Erlotinib in Treating Patients With Barrett Esophagus

RATIONALE: Chemoprevention is the use of certain drugs to keep cancer from forming. Erlotinib may keep esophageal cancer from forming in patients with Barrett esophagus by blocking some of the enzymes needed for cell growth. PURPOSE: This phase II trial is studying how well erlotinib works in treating patients with Barrett esophagus.

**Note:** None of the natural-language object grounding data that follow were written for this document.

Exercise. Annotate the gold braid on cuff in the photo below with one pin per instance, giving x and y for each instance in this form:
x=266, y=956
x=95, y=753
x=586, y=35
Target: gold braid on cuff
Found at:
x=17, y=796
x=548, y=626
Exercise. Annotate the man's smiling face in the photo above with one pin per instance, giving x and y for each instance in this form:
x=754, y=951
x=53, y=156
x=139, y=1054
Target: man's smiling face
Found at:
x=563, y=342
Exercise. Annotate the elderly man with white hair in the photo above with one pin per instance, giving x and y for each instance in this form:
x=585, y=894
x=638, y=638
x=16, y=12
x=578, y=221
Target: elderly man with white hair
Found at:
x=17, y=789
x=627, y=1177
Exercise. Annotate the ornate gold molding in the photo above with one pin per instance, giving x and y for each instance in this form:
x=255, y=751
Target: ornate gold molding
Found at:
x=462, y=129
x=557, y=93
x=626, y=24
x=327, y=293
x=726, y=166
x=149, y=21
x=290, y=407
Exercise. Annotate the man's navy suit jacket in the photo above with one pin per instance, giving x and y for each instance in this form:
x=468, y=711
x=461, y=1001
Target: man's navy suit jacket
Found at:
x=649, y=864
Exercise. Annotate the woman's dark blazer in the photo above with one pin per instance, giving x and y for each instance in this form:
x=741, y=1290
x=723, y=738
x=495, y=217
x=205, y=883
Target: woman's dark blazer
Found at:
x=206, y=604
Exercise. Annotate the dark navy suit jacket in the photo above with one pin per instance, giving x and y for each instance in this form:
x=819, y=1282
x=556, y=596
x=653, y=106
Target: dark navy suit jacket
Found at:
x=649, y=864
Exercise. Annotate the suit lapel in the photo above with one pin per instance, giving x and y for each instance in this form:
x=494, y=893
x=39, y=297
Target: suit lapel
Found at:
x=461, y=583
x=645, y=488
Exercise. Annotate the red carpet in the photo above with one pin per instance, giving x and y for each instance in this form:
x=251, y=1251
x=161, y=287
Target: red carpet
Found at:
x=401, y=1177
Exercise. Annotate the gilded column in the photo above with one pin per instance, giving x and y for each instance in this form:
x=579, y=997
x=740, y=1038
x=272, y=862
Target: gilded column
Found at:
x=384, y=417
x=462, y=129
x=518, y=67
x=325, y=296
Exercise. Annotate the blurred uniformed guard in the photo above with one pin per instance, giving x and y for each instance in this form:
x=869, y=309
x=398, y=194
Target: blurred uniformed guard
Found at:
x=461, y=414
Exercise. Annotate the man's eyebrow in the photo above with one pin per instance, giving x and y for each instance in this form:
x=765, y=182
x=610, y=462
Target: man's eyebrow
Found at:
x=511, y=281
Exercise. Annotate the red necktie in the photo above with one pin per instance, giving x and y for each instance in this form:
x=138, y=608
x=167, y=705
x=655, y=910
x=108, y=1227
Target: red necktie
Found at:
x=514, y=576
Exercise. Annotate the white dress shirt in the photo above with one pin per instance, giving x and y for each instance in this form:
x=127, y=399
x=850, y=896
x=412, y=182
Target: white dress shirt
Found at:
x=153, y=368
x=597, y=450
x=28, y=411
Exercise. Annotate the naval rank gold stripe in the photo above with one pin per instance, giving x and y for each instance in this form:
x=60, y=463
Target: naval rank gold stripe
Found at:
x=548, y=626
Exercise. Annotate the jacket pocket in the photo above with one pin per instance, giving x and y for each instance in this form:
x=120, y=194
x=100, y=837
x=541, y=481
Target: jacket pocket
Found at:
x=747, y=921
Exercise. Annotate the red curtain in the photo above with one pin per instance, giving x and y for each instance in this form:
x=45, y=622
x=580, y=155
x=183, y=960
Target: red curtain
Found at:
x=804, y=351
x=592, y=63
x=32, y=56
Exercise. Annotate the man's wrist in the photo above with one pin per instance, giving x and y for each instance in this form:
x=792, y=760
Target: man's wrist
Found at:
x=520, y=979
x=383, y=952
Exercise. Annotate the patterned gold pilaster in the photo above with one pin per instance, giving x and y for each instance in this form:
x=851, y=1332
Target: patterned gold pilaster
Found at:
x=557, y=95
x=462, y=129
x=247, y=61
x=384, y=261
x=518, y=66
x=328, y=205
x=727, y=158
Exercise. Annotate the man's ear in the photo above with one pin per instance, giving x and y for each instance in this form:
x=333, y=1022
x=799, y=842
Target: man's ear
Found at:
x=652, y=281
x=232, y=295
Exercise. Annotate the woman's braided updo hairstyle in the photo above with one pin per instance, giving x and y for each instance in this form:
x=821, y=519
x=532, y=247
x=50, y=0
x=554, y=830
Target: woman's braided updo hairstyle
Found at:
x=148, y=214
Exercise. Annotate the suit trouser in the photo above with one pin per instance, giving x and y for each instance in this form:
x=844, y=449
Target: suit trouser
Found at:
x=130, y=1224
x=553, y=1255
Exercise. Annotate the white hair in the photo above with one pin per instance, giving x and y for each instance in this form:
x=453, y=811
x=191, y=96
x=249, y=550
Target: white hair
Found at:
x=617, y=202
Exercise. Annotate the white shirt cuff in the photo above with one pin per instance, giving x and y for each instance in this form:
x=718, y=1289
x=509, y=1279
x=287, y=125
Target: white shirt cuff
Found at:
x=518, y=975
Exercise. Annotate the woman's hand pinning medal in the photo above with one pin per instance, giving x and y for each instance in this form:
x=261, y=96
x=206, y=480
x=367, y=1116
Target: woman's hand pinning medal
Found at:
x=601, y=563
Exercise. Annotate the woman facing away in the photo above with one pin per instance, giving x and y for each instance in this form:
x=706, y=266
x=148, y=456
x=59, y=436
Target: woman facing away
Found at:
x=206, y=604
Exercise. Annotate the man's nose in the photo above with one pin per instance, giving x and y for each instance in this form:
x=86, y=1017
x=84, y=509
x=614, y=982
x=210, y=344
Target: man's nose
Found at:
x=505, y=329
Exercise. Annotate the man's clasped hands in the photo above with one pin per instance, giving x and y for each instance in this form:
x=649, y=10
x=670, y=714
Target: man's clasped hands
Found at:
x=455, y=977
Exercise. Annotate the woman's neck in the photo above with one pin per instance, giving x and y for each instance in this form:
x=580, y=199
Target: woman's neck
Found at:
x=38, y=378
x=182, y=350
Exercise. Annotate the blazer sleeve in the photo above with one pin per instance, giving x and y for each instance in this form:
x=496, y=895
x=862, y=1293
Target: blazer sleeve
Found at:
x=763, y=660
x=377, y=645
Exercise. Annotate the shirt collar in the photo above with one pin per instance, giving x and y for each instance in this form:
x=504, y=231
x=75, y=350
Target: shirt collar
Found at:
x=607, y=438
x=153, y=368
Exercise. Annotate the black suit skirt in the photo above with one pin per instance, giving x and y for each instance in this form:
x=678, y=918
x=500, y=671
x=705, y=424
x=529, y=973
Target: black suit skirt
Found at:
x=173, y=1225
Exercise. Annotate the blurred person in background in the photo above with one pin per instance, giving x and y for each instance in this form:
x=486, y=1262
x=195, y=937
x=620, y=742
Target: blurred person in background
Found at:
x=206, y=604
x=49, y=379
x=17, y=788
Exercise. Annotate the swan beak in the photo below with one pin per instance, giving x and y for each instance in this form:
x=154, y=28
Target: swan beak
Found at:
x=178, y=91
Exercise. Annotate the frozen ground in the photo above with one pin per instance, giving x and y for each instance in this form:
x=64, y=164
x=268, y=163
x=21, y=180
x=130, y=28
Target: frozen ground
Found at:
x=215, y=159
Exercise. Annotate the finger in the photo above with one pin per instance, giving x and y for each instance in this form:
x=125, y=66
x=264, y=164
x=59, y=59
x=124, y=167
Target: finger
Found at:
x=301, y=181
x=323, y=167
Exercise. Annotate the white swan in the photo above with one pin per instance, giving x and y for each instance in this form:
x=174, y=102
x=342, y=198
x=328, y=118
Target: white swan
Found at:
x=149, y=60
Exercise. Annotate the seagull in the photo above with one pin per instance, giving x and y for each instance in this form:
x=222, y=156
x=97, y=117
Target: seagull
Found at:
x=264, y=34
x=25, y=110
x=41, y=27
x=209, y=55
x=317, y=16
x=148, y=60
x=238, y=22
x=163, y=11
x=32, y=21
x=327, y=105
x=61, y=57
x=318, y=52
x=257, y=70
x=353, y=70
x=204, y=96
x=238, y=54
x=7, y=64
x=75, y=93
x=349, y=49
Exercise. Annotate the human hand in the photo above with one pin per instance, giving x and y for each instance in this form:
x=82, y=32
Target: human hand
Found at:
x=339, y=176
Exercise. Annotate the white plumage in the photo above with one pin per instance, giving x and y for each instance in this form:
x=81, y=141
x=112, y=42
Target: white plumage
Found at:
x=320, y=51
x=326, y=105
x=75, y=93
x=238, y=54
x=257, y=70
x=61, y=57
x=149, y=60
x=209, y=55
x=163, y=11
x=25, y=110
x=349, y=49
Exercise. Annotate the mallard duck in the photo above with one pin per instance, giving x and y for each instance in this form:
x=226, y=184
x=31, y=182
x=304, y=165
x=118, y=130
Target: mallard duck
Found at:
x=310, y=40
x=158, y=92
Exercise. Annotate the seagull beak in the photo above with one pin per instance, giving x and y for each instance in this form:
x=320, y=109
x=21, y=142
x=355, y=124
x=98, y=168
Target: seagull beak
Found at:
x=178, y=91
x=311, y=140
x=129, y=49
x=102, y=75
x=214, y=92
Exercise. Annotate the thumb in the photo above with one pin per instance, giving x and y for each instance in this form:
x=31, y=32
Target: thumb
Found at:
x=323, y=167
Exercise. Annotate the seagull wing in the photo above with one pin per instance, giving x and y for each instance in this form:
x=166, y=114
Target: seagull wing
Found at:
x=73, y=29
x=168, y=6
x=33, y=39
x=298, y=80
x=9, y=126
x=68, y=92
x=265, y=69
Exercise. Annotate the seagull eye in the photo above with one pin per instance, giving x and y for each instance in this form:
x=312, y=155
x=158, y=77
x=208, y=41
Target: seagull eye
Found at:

OBJECTIVES: Primary To determine if erlotinib hydrochloride can be used as a chemopreventive agent that can cause histologic regression of Barrett esophagus in patients at high risk of developing esophageal cancer associated with high-grade dysplasia. Secondary To assess whether erlotinib hydrochloride can cause molecular alterations in EGFR, phospho-EGFR, cyclin D1, cdc2, p16, p53, PCNA, COX-2, and ploidy in Barrett esophagus with high-grade dysplasia. To establish surrogate markers of chemoprevention in Barrett esophagus with high-grade dysplasia. To validate the histologic scoring of Barrett dysplasia developed by our group. To evaluate toxicities associated with the use of erlotinib hydrochloride in patients with Barrett esophagus associated with high-grade dysplasia. OUTLINE: Patients receive oral erlotinib hydrochloride once daily for 3 months. Patients showing no evidence of progression to cancer by esophagogastroduodenoscopy (EGD) with biopsy receive an additional 3 months of treatment. All patients then undergo repeat EGD, biopsy, and determination of molecular markers (i.e., EGFR, phospho-EGFR, cyclin D1, cdc2, p16, p53, PCNA, COX-2, and ploidy). After completion of study treatment, patients are followed for 30 days.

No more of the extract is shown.